View Full Version : Ilford Ortho or #44 & pan

Ron Marshall
13-Apr-2005, 19:48
If someone has used a wratten #44 with panchromatic and has also used ortho, would they mind telling me if they render subjects differently, and if so which option they prefer.

Thanks in advance

John Cook
15-Apr-2005, 15:13
After two days with no replies, I gather few people on this forum are big Ilford Ortho Plus users. Too bad, because it is a nifty film. Although I don't imagine it is seen as a major cash cow for the new Ilford owners. (Hint: say "Goodbye" Gracie.)

If you are copying, obviously Ortho film is superior to panchromatic film with a 44 or 47 filter. That's why it is manufactured. The curve shape, you know. Check out the poop sheet on the Ilford website and you will see how easy it is to fiddle with the film's contrast during development. Can't do that with FP4 Plus.

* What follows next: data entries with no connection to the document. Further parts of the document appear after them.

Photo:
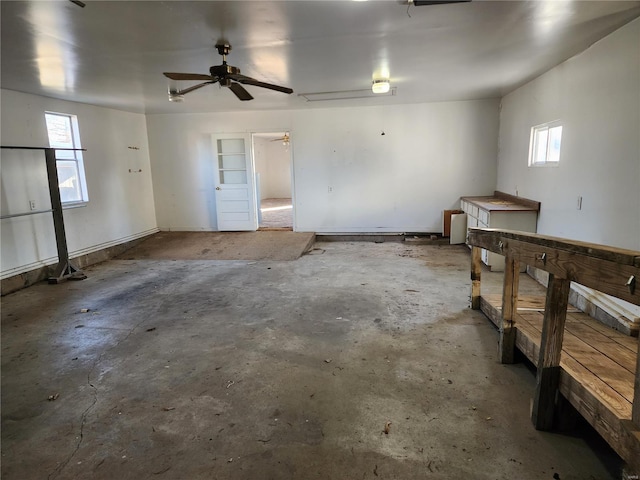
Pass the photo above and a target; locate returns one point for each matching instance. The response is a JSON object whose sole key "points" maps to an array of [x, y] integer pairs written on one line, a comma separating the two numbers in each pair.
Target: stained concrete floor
{"points": [[272, 370]]}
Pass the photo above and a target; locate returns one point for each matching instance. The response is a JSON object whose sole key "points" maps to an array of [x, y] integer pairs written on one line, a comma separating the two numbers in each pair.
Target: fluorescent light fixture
{"points": [[380, 86], [345, 95]]}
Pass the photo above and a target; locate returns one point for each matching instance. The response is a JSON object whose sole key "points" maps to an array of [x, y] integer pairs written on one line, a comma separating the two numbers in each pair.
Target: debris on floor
{"points": [[387, 427]]}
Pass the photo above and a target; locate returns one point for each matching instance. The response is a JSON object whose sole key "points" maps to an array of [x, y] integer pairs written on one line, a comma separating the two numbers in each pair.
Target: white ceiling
{"points": [[113, 53]]}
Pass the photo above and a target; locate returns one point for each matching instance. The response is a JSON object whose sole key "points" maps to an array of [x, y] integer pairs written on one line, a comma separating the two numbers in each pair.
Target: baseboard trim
{"points": [[81, 259]]}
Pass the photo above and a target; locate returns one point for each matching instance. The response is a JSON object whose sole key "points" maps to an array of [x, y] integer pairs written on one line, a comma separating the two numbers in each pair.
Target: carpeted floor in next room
{"points": [[277, 213]]}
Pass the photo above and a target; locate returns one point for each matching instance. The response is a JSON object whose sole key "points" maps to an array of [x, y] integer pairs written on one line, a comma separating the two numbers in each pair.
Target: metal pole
{"points": [[35, 212], [64, 269]]}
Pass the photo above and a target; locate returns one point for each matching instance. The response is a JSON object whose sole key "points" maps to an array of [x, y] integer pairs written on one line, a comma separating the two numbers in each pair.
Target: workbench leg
{"points": [[548, 376], [507, 343], [476, 269], [635, 410]]}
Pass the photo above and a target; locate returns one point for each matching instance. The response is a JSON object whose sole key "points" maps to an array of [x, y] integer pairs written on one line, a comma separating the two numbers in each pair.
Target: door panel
{"points": [[235, 191]]}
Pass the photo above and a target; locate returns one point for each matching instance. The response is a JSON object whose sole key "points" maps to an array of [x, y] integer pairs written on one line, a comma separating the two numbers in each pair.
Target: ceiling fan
{"points": [[226, 75], [419, 3]]}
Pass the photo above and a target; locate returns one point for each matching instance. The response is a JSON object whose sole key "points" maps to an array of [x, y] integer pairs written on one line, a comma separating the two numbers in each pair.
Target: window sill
{"points": [[70, 205]]}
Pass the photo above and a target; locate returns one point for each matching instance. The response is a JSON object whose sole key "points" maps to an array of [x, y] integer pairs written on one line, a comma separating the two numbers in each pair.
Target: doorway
{"points": [[272, 160]]}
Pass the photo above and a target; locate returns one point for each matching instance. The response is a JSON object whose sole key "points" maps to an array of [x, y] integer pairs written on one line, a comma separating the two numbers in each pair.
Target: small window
{"points": [[63, 133], [544, 147]]}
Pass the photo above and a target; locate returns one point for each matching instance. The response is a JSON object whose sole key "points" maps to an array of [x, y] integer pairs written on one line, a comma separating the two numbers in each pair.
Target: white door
{"points": [[235, 190]]}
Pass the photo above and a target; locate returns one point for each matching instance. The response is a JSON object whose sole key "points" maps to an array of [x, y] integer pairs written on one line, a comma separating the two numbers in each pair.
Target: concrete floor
{"points": [[272, 370]]}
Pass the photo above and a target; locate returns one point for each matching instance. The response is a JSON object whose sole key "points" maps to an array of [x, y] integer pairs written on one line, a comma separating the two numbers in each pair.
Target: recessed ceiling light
{"points": [[380, 86]]}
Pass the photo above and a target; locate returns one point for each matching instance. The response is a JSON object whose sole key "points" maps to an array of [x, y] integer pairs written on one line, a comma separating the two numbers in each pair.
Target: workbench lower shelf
{"points": [[598, 366]]}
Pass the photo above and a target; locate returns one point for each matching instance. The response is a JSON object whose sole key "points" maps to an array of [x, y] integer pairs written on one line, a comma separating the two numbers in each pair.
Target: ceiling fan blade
{"points": [[419, 3], [252, 81], [191, 89], [188, 76], [240, 92]]}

However, if you are talking pictorial photography my preference would still be for the Ortho film. Deep blue filters have a factor of nearly three stops which will render almost all sheet films effectively slower than the recommended ISO 80 of the Ilford Ortho.

And horsing around attaching and removing such a filter is a nuisance. Impossible to compose and focus through such dark glass. Bet you forget to re-attach it for a few exposures ;0)

I don't bother with red safelights to process Ilford Ortho. But for those who are bored in the dark, the panchromatic film might be less desireable. (Is that how you spell desireable?)

At any rate, I would like to prod the rest of you to take a flying fling with this film before the MBA's at Ilford yank it away from us. Thanks for the question, Ron.

Ron Marshall
15-Apr-2005, 15:55
Hi John. I do want it for pictorial use, outdoor portraits in shade with greenery. I am inspired to try it based on the look of such images that I have seen, both using ortho and pan/#44. My main concern was excessive contrast. Since that is not a problem I will gladly avoid having to use the filter.

For some reason I didn't consider effective speed, which will be important shooting in the shade.

Thanks very much

Ralph Barker
15-Apr-2005, 19:04
I just got a batch of Ilford Ortho in 4x5, but haven't had a chance to shoot any yet. Life's practicalities sometimes get in the way of the really important stuff. ;-)

John Cook
16-Apr-2005, 06:32
Portraits in the shade sound like a wonderful use for this film. Since it is so sensitive to blue light, the shadows almost fill themselves. And magical things happen to people with very blue eyes. Their irises become very light and silvery.

Almost impossible to carry cloud detail in the sky, though. Best solution is to have a really artistic cloud negative handy to double-print a nice sky. If you look carefully, you will see the exact same cloud formation in every shot done by some old-time landscape photographers.

Robert C. McColloch
20-Apr-2005, 23:39
Just got back photographing Native American Pictographs using OrthoPlus to better render the typical 1-stop spread found with meter readings. Tests showed this should work. As soon as I develop my negs, I'll know for sure.